What Toys R Us Has to Teach Modern Managers
Mark Angelo, CEO, Yorkville Advisors
Recently, the country has seen countless brands falling victim to the plague of bankruptcy, as large corporations struggle to make ends meet. As organizations from every sector struggle to make ends meet, it's time for leaders to look at the disasters happening in the retail world and ask themselves what they can learn from the latest catastrophe.
While the loss of companies like Toys R Us and Maplin might leave a lot of offline companies biting their fingernails, the important thing to remember is that many brands can come back from the brink of oblivion with the right strategies in place. Here, we're going to look at what the fall of the brick-and-mortar retail world must teach modern managers.
1. Behavior is Changing and Companies Need to Change with It
It's no secret that people are changing the way they engage with services and products. The age of digital transformation has made customers fickler when it comes to brand loyalty, and that means that managers need to work harder to build relationships with their clients. Today, it's not about offering customers the lowest price, or even the widest selection of products - but giving your clients the experience, they're looking for both online, and offline.
Modern managers and leaders need to be willing to embrace the chances in the marketplace and adapt to them when they happen. People who fall behind the latest trends are the ones that will end up closing because they can no longer serve a new generation of customers.

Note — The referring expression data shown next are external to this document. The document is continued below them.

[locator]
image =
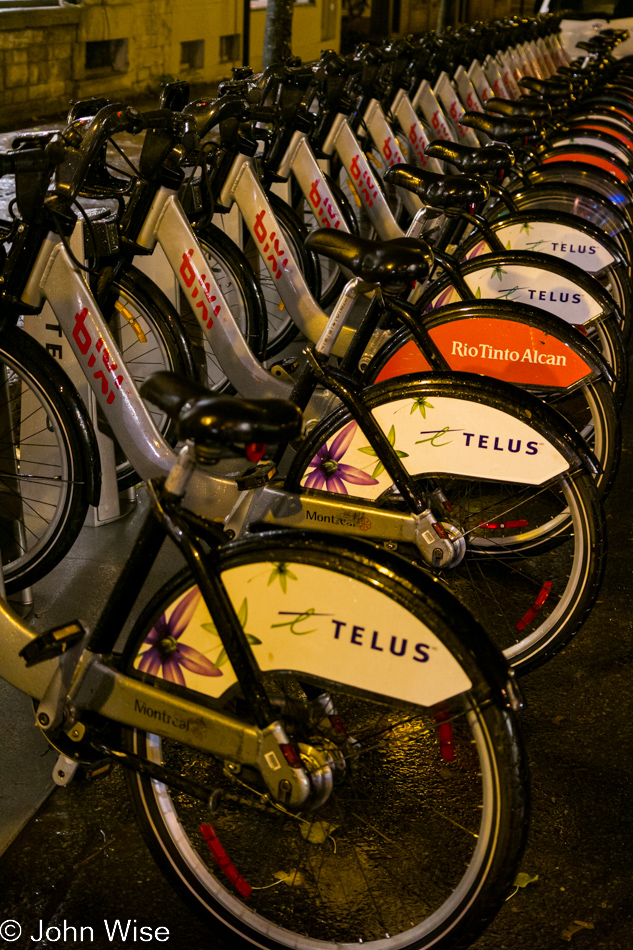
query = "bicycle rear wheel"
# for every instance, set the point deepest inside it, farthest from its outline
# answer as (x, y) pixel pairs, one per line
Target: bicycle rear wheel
(150, 337)
(525, 545)
(419, 838)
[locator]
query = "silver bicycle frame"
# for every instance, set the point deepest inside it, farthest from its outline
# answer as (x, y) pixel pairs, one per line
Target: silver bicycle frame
(211, 496)
(386, 142)
(341, 140)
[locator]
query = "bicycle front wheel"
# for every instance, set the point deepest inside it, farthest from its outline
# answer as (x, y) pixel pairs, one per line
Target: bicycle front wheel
(417, 842)
(533, 554)
(43, 476)
(150, 337)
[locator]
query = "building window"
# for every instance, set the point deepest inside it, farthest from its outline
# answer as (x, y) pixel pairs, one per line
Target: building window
(230, 47)
(192, 54)
(107, 54)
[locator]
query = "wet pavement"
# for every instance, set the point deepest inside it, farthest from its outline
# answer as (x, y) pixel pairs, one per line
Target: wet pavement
(81, 858)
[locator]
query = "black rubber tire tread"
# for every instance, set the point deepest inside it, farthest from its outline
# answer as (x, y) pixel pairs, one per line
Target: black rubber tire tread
(330, 292)
(598, 394)
(43, 374)
(606, 336)
(487, 893)
(295, 232)
(589, 534)
(163, 318)
(550, 195)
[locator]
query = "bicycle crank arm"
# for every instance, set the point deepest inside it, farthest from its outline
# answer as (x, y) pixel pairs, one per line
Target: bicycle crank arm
(274, 505)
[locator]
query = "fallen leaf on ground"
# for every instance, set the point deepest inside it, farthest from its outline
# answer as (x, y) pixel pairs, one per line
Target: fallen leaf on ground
(574, 928)
(523, 879)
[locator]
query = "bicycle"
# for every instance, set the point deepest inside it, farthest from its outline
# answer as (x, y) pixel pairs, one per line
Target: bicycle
(250, 755)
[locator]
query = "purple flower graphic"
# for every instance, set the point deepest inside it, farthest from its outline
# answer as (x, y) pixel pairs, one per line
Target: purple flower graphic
(441, 300)
(165, 650)
(329, 472)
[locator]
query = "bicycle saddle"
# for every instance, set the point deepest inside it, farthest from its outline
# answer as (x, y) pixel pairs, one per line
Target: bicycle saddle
(205, 418)
(530, 106)
(502, 128)
(438, 191)
(472, 161)
(552, 88)
(376, 262)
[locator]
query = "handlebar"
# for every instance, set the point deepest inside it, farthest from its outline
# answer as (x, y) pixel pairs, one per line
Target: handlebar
(32, 159)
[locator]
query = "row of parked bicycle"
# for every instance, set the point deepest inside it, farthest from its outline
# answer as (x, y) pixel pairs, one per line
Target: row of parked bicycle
(494, 307)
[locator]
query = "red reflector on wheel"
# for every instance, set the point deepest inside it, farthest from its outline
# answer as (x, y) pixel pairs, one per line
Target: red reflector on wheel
(255, 451)
(291, 755)
(536, 606)
(224, 862)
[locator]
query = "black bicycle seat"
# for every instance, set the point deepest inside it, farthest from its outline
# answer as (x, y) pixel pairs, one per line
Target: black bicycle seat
(500, 128)
(528, 106)
(209, 419)
(472, 161)
(438, 191)
(377, 262)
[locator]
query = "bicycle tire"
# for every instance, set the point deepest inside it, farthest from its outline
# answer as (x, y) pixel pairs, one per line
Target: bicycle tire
(605, 334)
(150, 336)
(43, 447)
(590, 408)
(372, 852)
(281, 328)
(243, 295)
(551, 553)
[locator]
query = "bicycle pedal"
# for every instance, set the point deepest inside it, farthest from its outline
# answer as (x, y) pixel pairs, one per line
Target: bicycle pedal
(52, 643)
(95, 770)
(255, 477)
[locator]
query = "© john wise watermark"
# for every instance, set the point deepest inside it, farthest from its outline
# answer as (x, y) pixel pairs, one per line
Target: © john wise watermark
(115, 932)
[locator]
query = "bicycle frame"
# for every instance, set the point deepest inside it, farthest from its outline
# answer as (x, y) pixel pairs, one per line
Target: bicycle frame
(82, 680)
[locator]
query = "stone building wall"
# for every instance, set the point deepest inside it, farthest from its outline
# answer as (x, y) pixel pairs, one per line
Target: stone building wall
(51, 55)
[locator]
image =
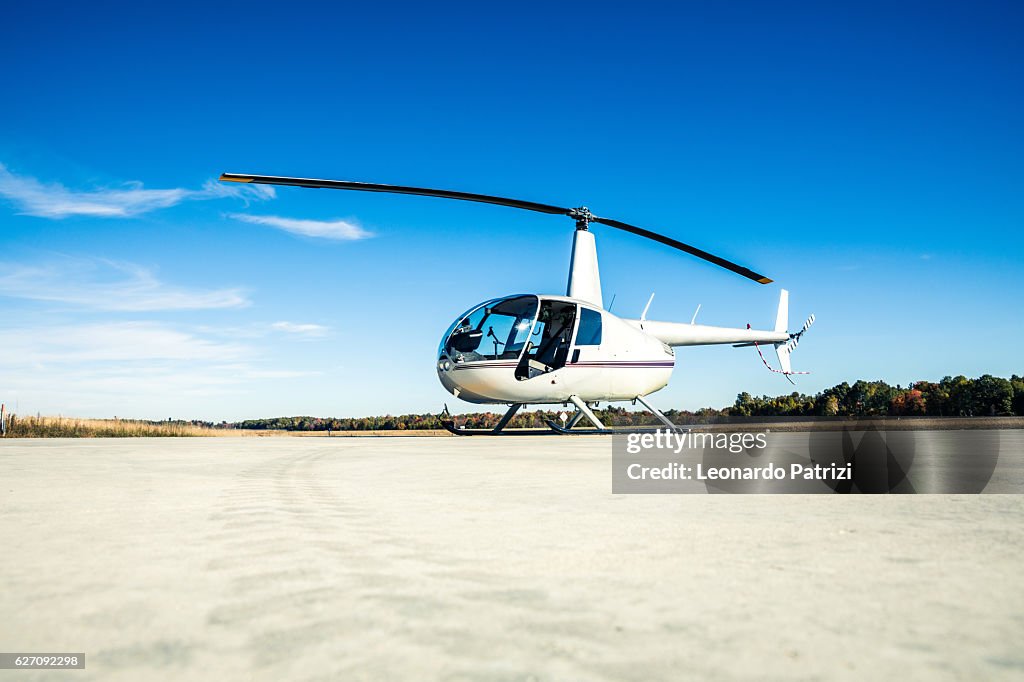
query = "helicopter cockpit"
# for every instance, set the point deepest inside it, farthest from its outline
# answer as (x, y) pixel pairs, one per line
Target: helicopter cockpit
(532, 333)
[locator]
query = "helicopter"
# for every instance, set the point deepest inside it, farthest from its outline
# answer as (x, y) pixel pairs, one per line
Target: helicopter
(551, 349)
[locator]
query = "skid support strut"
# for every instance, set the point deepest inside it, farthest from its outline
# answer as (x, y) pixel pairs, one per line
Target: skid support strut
(582, 407)
(657, 413)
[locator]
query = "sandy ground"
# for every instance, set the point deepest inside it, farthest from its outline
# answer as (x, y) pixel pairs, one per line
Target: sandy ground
(482, 559)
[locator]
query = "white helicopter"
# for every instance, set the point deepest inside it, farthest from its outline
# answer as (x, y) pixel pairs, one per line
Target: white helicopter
(547, 349)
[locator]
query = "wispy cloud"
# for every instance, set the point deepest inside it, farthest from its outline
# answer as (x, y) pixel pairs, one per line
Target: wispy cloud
(105, 285)
(329, 229)
(139, 369)
(32, 197)
(303, 330)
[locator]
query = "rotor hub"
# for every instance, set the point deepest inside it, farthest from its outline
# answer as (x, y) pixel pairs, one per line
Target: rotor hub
(582, 215)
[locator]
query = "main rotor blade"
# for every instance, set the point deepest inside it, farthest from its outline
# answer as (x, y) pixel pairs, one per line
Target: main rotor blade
(393, 188)
(579, 214)
(668, 241)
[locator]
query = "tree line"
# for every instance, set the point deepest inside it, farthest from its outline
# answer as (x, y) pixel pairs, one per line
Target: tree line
(953, 396)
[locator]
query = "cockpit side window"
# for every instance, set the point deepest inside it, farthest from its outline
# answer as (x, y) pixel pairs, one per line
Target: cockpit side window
(550, 340)
(498, 330)
(590, 328)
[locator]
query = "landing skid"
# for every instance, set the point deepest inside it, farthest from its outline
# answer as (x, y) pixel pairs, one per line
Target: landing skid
(583, 410)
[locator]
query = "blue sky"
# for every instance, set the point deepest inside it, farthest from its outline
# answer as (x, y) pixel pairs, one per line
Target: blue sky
(865, 156)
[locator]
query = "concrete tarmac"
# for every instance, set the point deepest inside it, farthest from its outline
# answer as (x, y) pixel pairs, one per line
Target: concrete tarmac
(312, 559)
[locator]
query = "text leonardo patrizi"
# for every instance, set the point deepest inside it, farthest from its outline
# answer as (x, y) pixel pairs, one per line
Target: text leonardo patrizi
(664, 440)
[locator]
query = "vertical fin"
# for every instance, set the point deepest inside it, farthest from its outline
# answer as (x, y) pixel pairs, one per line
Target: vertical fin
(585, 280)
(782, 317)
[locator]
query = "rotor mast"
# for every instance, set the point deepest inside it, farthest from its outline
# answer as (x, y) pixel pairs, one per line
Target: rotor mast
(585, 279)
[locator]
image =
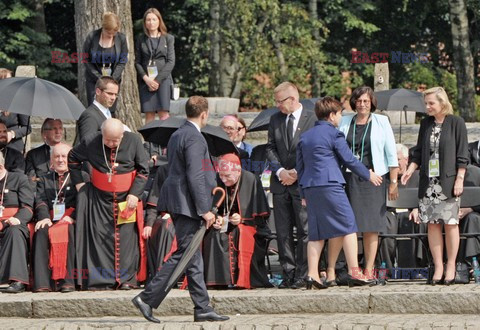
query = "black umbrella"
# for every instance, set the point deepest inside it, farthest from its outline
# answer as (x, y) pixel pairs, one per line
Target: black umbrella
(160, 131)
(262, 121)
(400, 99)
(38, 97)
(197, 239)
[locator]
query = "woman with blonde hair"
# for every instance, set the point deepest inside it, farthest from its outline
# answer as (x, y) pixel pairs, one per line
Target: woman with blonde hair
(107, 54)
(154, 61)
(442, 155)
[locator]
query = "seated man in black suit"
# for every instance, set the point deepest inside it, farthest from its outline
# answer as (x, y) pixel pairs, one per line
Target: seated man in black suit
(90, 121)
(37, 162)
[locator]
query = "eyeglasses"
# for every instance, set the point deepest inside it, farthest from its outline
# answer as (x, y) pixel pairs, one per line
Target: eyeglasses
(281, 101)
(362, 101)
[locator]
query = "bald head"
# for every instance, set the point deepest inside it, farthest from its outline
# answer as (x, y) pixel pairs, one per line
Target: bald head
(60, 157)
(112, 132)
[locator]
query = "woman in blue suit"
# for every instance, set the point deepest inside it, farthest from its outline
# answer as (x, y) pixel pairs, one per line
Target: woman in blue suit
(371, 140)
(320, 153)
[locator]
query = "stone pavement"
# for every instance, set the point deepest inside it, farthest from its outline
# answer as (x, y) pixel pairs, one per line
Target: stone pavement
(258, 322)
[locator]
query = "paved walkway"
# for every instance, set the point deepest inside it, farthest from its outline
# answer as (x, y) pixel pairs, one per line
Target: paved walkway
(258, 322)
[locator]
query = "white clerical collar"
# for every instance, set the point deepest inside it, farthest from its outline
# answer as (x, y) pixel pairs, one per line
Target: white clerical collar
(104, 110)
(195, 124)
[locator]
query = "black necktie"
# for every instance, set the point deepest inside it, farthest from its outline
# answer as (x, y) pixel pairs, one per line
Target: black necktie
(291, 119)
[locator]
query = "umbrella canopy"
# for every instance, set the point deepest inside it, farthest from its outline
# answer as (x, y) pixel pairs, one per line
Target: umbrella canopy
(400, 99)
(38, 97)
(262, 121)
(160, 131)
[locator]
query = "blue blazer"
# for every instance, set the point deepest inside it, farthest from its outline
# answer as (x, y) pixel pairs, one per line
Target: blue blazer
(382, 140)
(191, 178)
(320, 153)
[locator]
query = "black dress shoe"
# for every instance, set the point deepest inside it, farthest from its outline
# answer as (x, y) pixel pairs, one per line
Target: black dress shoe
(209, 316)
(15, 287)
(67, 289)
(298, 284)
(352, 281)
(286, 283)
(125, 286)
(312, 284)
(145, 309)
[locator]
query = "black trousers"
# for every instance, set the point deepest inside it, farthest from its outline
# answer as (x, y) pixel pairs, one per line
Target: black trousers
(289, 213)
(156, 291)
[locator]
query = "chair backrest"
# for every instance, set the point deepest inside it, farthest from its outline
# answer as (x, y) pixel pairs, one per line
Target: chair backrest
(407, 198)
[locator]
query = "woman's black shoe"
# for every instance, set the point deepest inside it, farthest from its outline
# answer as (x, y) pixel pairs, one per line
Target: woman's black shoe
(352, 281)
(312, 284)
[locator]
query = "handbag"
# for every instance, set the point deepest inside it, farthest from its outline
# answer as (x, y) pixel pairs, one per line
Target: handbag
(174, 91)
(462, 275)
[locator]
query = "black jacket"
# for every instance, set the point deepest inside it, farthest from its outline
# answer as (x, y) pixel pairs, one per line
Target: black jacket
(453, 148)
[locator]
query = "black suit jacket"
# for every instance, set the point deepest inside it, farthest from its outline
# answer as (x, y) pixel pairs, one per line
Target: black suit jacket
(94, 65)
(453, 147)
(164, 57)
(473, 151)
(191, 177)
(90, 122)
(279, 154)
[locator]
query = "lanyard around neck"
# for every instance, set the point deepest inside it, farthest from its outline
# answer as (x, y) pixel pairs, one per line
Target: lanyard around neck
(363, 138)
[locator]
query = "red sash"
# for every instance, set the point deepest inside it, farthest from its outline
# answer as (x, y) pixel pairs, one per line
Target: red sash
(246, 246)
(8, 212)
(58, 237)
(120, 182)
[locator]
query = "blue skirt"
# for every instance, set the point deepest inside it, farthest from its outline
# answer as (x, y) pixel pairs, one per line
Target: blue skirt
(329, 213)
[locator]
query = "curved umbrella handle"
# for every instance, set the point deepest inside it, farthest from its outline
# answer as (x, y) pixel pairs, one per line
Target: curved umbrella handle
(220, 200)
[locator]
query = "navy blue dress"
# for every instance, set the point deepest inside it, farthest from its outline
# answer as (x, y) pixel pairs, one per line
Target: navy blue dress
(321, 152)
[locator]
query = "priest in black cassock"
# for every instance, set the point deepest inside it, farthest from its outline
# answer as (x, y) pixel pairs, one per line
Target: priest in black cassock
(53, 252)
(16, 204)
(235, 256)
(14, 161)
(159, 228)
(109, 215)
(37, 161)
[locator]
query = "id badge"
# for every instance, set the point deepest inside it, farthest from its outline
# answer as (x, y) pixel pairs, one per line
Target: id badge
(106, 71)
(224, 224)
(152, 71)
(266, 178)
(433, 168)
(58, 211)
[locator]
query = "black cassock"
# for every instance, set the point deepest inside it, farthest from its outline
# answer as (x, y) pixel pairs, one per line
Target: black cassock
(14, 161)
(237, 257)
(109, 251)
(48, 187)
(163, 231)
(15, 239)
(37, 162)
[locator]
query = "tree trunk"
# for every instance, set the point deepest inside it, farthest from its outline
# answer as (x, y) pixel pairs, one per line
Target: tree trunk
(315, 78)
(88, 17)
(462, 57)
(214, 76)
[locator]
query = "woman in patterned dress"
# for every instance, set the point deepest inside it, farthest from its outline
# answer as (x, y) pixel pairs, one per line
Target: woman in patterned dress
(442, 155)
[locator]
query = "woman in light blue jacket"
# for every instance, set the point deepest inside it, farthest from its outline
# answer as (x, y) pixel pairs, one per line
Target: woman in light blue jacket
(371, 139)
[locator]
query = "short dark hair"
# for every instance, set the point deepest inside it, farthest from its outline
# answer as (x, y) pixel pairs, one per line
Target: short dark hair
(46, 125)
(358, 92)
(103, 81)
(195, 106)
(325, 106)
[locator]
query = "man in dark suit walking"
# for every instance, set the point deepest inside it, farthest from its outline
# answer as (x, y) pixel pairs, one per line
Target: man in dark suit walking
(90, 121)
(283, 136)
(187, 195)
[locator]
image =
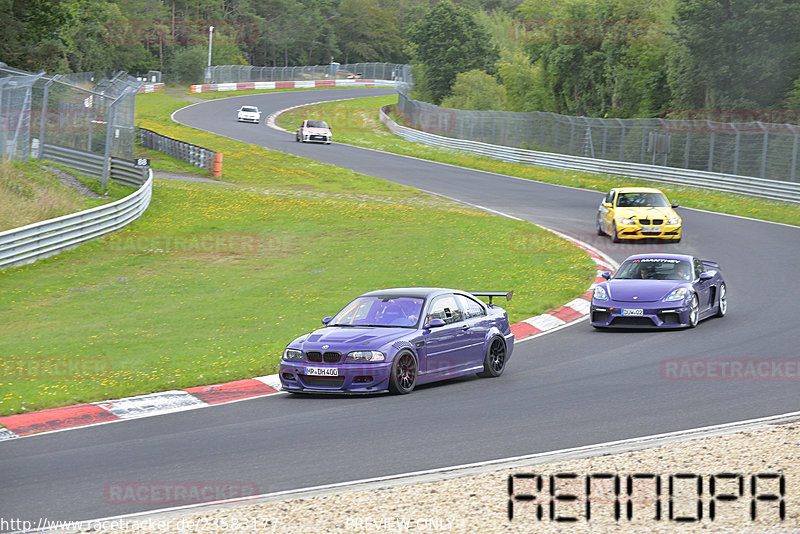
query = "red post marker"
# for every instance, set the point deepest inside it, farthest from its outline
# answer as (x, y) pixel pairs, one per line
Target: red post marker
(217, 165)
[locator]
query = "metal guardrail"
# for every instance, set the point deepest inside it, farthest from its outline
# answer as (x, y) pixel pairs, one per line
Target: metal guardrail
(760, 187)
(27, 244)
(196, 155)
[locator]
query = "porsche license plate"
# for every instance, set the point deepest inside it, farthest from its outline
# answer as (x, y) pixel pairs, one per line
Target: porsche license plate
(322, 371)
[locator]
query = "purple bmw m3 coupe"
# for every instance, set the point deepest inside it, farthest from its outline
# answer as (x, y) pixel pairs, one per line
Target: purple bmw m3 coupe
(394, 339)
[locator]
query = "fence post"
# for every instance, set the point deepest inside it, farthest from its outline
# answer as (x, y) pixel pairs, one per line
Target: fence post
(764, 151)
(711, 147)
(110, 125)
(794, 156)
(43, 118)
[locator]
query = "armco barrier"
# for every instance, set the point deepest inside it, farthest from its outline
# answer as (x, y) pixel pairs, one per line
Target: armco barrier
(196, 155)
(305, 84)
(27, 244)
(760, 187)
(151, 88)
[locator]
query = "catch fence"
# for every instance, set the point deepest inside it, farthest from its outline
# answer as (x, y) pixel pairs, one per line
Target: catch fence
(62, 112)
(756, 149)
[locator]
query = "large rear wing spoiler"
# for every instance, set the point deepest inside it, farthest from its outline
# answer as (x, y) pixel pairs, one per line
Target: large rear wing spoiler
(490, 294)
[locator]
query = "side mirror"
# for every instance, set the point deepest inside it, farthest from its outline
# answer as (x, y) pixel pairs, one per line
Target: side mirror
(435, 323)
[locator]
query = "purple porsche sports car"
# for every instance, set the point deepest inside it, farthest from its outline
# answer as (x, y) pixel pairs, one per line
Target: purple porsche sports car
(659, 290)
(394, 339)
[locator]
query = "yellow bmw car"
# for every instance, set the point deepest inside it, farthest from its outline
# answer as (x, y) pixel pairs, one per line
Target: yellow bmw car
(638, 213)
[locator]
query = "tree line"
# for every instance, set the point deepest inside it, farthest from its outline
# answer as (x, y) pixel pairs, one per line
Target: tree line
(597, 58)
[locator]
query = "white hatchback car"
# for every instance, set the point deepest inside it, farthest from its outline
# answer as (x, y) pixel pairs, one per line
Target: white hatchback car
(314, 131)
(249, 114)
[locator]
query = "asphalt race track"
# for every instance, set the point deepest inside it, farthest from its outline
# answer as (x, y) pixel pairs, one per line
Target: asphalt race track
(574, 387)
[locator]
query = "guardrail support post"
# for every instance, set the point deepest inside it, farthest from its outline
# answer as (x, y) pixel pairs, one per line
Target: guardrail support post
(217, 165)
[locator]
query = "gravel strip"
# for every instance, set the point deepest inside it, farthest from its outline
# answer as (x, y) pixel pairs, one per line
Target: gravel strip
(480, 503)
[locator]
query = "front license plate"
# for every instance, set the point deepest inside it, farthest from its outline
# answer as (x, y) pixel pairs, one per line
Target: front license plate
(322, 371)
(632, 311)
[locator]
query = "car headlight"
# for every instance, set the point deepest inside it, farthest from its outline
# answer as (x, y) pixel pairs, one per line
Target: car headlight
(366, 356)
(292, 354)
(677, 294)
(600, 293)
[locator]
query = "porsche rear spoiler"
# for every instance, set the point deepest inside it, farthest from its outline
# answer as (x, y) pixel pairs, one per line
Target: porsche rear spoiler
(490, 294)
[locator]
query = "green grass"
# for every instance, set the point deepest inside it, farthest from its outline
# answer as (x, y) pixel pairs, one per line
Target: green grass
(212, 281)
(356, 122)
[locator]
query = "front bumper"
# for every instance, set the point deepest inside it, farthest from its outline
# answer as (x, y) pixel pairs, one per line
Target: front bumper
(317, 138)
(610, 314)
(638, 231)
(350, 378)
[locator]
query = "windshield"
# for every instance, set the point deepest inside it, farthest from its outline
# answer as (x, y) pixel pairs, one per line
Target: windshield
(654, 269)
(380, 311)
(641, 200)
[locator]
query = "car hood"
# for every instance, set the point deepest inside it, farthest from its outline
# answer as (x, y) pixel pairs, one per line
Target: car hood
(345, 339)
(646, 213)
(641, 290)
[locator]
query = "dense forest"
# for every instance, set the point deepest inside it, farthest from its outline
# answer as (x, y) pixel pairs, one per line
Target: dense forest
(599, 58)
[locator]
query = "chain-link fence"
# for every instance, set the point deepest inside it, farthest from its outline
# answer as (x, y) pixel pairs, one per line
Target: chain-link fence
(246, 73)
(37, 111)
(756, 149)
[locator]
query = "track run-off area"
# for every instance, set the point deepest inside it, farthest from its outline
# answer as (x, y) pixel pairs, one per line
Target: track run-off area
(572, 388)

2. Technology Drives Modern Business
It's hard to believe that many companies in the world today are still trying to get by without any form of digital strategy. Even if an organization doesn't want to do all of it's marketing online, it still needs to try to be present on the right digital platforms, otherwise it will fail to make an impression in its target audience. Today's customers are constantly online. Even if they're planning on going to a store in-person, they will start their search by looking online for the company that can offer the best experience or service. This means that managers don't just need to advertise online, they need to handle their reputation in the online sphere too - and that's where PR expertise starts to become so important.
3. Reputation is Everything
Finally, one of the biggest reasons that big-name corporations like Toys R Us are failing today, is that people aren't talking about them anymore. For years, these companies simply sat on the sidelines while other digital startups used their social media platforms and PR programs to generate buzz.
In a world where customers are more empowered, and curious than ever before, no company can afford to be silent. Reputation is something that every manager needs to create on behalf of their brand. If a leader isn't actively shaping the way their company looks, then they're running the risk that people will take their image the wrong way - or worse, stop talking about them altogether.